The words “Time to Science” are written on a laboratory white board. In the rest of the room there are first-year biology students milling around lab benches, measuring, writing, and talking.
It’s definitely “time to science” according to Emma Doman, fourth-year biology major, who is a teaching assistant in the Freshman Research Initiative (FRI) laboratory and who also explained that “time to science” means “it’s time to get to work, to start thinking and figuring things out.”
The FRI is indeed a way to get first-year students engaged in laboratory research in a different way than students have traditionally been introduced to the laboratory. It’s throwing them in the deep end of the pool, so to speak, with the intention of having an experienced swimmer emerge more quickly, or in the case of science, having an inspired researcher as a result.
The goal of the FRI is to have first-year students experience science from a discovery perspective rather than simply a learning perspective and to get them excited about the process of science and the process of discovery so they can put the learning they gain from their core classes in perspective and understand how scientific knowledge is obtained by experimentation.
Penn State’s Eberly College of Science is known for its abundance of research. Whether on the faculty, as a graduate student, or even as an undergraduate, you “do” science by conducting research. There are more than 3,000 research projects across a number of areas, from discovery of new planets to solving hitherto unsolved equations.
It is not uncommon for prospective science students to choose the Eberly College of Science over another higher education option based on the opportunity to do research. In fact, more than 50 percent of all Eberly College of Science juniors and seniors participate in a research activity.
“At New Student Orientation, one of the student helpers told me about the FRI and that it was a cool way to get involved in lab research,” said Doman. “Research was why I wanted to come to Penn State, and this course looked like it was right for me.”
Doman, now a senior and FRI teaching assistant, was a student in the inaugural year of FRI and credits it for giving her the opportunity to learn what a real laboratory experience is like.
“In cookie-cutter labs, everything is spelled out for the student,” said Doman. “In the FRI, the pipettes are over here and the microscope is over there and the student needs to figure out what they need. I’m there to help them if they ask, but they need to figure things out for themselves to really learn it.”
“Freshmen are an interesting mix of students,” said Charles Anderson, assistant professor of biology and an instructor of the FRI course. “They know certain content from high school courses, and they are gaining knowledge from their initial courses, but they are assimilating knowledge continuously and are really enthusiastic and open to trying new things, which is different than a junior or senior who has been steeped in the dogma of scientific concepts.”
This openness creates an opportunity to break away from the cookbook laboratory experiences that first-year students might have experienced in high school and gives them the freedom to explore, learn, and develop as researchers. This is where the FRI is different than traditional first-year laboratory experiences.

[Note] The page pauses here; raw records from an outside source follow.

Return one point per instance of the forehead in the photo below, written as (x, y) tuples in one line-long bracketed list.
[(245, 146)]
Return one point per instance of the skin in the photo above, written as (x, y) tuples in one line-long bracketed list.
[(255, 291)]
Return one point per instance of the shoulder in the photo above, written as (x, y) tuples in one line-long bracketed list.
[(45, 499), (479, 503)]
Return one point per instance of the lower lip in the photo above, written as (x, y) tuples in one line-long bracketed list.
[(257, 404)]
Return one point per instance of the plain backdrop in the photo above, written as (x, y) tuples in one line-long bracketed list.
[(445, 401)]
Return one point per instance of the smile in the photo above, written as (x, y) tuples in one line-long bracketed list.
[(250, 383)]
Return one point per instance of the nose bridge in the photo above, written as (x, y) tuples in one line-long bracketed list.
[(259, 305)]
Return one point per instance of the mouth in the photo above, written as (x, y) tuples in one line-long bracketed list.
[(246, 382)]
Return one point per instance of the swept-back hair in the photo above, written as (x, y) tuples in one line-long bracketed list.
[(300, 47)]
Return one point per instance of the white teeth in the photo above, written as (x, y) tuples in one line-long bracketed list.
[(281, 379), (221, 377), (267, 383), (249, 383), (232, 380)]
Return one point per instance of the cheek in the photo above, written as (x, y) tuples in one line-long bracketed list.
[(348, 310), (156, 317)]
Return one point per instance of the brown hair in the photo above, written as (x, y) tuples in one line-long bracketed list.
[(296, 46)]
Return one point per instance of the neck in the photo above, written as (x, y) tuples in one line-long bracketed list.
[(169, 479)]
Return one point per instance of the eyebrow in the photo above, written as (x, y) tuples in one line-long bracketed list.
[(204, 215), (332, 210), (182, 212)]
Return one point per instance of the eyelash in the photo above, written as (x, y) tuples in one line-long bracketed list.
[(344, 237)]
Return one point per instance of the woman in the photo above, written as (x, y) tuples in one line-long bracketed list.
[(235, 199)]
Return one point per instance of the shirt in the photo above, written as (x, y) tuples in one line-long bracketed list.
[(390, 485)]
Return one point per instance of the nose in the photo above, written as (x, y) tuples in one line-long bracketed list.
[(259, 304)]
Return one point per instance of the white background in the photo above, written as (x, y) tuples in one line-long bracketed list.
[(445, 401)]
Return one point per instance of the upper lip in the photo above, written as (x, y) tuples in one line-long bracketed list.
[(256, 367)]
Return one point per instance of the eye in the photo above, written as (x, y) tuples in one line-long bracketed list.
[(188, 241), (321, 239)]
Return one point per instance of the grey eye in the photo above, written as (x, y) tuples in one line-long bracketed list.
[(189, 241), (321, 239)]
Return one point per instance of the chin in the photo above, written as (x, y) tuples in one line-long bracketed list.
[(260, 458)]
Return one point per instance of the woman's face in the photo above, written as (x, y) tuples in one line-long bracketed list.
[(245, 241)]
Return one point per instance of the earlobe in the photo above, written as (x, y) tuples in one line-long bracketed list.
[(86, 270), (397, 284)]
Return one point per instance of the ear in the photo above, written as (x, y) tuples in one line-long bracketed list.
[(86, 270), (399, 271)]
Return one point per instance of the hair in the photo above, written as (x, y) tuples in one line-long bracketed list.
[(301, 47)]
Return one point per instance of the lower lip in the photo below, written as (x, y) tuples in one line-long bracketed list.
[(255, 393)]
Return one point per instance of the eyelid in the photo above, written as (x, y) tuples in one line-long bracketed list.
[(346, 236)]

Innovative learning environments like the FRI are part of a college-wide effort to engage students more in the learning process, with the expectation that more-deeply engaged students are more likely to stay in STEM and graduate.
The first semester of the FRI is a biology boot camp where students learn basic techniques like pipetting and PCR. They also are introduced to experimental design and learn how to develop a hypothesis, test it, and evaluate results. Near the end of the first semester, FRI students choose a research project that is very open ended and design an experiment. Although instructional faculty—including Kimberlyn Nelson, teaching professor of biology, and Glenna Malcolm, assistant teaching professor of biology—and teaching assistants are available to provide guidance, there is a great deal of self-direction.
In the second semester, students pursue projects that contribute to the research programs of faculty labs. “Research stream” instructors like Anderson adapt what they are researching into projects that the students can complete in a semester.
“This is real research that no one else has done before,” said Anderson. “They discover things that were unknowns until that point.”
In typical cookie-cutter lab courses, the experiments normally work. They are doing something that somebody has already done and therefore should work, but they don’t have ownership of the results. They learn how to troubleshoot, but the activity is more based upon following a recipe and getting the “right” result.
The FRI has just completed its third year. While there are not enough data to determine whether it has an impact on retaining students in the Biology program, it is working in the sense that several FRI alumni have gone on to perform independent research with faculty, and it has inspired faculty to work to expand the offering to other departments. The Chemistry program is one strong candidate for a future FRI experience.
“In the FRI, things do not always work; sometimes they fail for various reasons,” said Anderson. “The students also see if they get the results that they expected to get, but sometimes they get results they don’t expect and that’s where the exciting science happens.”
Perhaps next semester the white board in the FRI lab will read “Science Happens.”